赤ちゃんが起きないように抑えた、でもちょっと大きめの声で、俺は訴えかけた。俺の言葉に彼女は驚いた表情をしたかと思えば、自分の腕の中にいる赤ちゃんを見て、理解したのか可笑しそうに笑いながら、続けた。


「ふふ、ごめんね…、条介くんが遠い地方の大会に行っちゃってるときに、こっそり産んじゃった」
「えっ」
「かわいいでしょう?」


「た、たしかに、すごく、かわいい、けどよぉ……まじか…まじか」


ウソだろ…。俺はそう思いながら、その場に座り込む。プロポーズもまだだったのに、知らないうちに、子供とか、ちょっと、待ってくれよ…でも俺、あんときちゃんとした気が……、いや、でも、彼女との子供なら全然嬉しいけ「うそだよ」…ウソ?ウソか、そうか、ウソ……「えっ」俺は、顔をあげて彼女を見た。ら、くすくす。口元に手を当てて、可笑しそうに笑う彼女。そんな姿に、俺は騙されたのだと気付き、項垂れた。


「なんだよぉーびっくりしただろぉ…ホントに子供産んじまったのかと思っちまった…!」
「数週間では赤ちゃんは産めませんー。単純というか、アホすぎるよ、条介くん」
「頭が回らなかったんだよーうっせー…」


俺は座り込んでいた体を起して、むすっと頬を膨らませながら、彼女の隣に腰かける。相変わらず、くすくす笑う彼女の嬉しそうな表情を見たら怒る気も失せ、膨らんでいた頬を萎ませて、同じように笑う。「で、どーしたんだよ、その子供」「近所の奥さんが外せない事情が出来たらしくて、預かってるの」ぽんぽん、と背中を叩きながら子供をあやす彼女に、どきっとする。

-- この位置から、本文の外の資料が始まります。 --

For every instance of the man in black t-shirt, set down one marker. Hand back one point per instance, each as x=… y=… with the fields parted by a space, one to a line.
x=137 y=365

本当に赤ちゃんが出来たら、こんな嬉しそうな表情すんのかなぁ…。「…あ、赤ちゃん、欲しい、とか…思う、か?」ぼそり、思ったことを問いかけてみれば、彼女の視線が赤ちゃんから、俺に向く。いや、深い意味はないからな!と後付けをして、彼女の答えを待っていると、少し経ってから、ニヤニヤした表情で返事が返ってきた。

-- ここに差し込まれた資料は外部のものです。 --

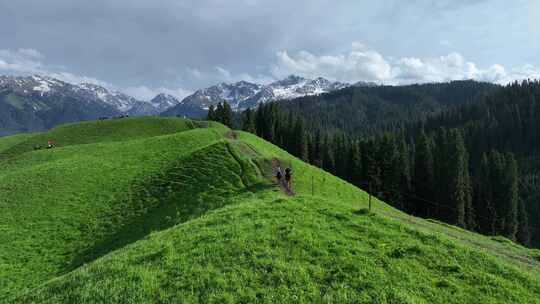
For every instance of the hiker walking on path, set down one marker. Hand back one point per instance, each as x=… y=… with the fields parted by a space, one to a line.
x=288 y=177
x=279 y=175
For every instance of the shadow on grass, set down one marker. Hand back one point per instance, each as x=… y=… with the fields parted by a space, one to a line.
x=206 y=180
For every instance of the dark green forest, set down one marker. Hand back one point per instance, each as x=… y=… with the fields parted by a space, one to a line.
x=466 y=153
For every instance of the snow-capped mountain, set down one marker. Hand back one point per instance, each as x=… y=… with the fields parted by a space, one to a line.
x=37 y=103
x=164 y=101
x=242 y=95
x=44 y=86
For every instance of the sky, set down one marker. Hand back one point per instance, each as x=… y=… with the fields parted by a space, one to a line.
x=145 y=47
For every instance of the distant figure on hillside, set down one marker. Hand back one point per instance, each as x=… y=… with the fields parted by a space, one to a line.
x=50 y=144
x=279 y=175
x=288 y=177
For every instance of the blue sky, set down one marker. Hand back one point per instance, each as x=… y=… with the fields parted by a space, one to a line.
x=176 y=46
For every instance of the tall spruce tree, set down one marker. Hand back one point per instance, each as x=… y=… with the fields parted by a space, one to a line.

「条介くんが、ひとりで稼げるようになって、数週間で子供が産めないこともわかってくれたら、欲しいなぁ…」

「ばっ、俺そこまでバカじゃねぇよ!数週間で産めないことぐらいわかってるっての…!」

「え〜ほんとぉ〜?」


バカにしたようにそう言う彼女。ひでぇ、ひでぇよ。…けど、本当、痛いところを突くぜ…。彼女はもう働いていて立派な社会人だし、この家の家賃もほとんど彼女が出してる状態だし(俺はバイト代からちょーっとだけ)、俺の夢のわがままもほとんど聞いてくれて。頭が上がらないというのはこういうことを言うのだと改めて実感する。ったーっはぁ!だめだなーっ、俺。全然だめだぜ…。いつか別れ話を切り出されても…。と、後ろ向きになる自分とダメさ加減に嫌悪を感じ、ソファーにもたれ掛かる。



「…なーんてね」
「…ん?」
「まだ、赤ちゃんはいらない、かな」
「…えっ」
「ほ、ほら、だって、」
「……」


「…まだ、条介くんと、一緒にいたいもん」


「…っ!」



かあっと、彼女の顔がみるみる赤く染まり、終いには俯いてしまった。そんな姿の彼女の姿に、俺は、俺は、ドキドキが止まらなくて、止まらなくて、その場に立ち上がる。



「おっ、俺も、俺も、あ、赤ちゃんなんか、まだいらねぇよ!!!だ、だって俺、お前っ『っう…』


「えっ」
「あっ」



『ひぅ、……ひ、ひぎゃ、ひぎゃぁあうううううう』


俺の声を遮り、リビングに響く赤ちゃんの悲鳴。「あーごめんねーごめんねー…だいじょうぶだよー」彼女は泣きだした赤ちゃんの背中を優しく叩き、声をかけながら泣きやませようとする。俺はそんな姿を見て、慌てて赤ちゃんの視界に俺が映る場所によって、自分の頬を引っ張り、力の限り、変な顔をした。


「おいっ、ほら、お前、ばあっ」

『…あっ、あう』

「ぐあ〜あっ」


「…っぷ、条介くん、な、なにそれ、変な顔っ!」
「なっ、…なんでお前が笑うんだよっ!」
「だ、だって…おか、し…」

『…うきゃっ』

「あっ」

『ぶーぅ、ばぁー』


「「…笑った!」」



けらけら笑う彼女に俺は頬を膨らませて睨んでいると、赤ちゃんの心のどこかでそれが面白いと感じたのか、腕の中にいた赤ちゃんは嬉しそうに笑った。きゃっきゃ、と手を叩く赤ちゃんを見て、俺は彼女に視線を向けた。すると、彼女も俺を見て、嬉しそうに微笑んだ。俺も、同じように微笑む。
……まだ、当分二人でいたいけど、でも、赤ちゃんがいる未来も。



いいな、って思う。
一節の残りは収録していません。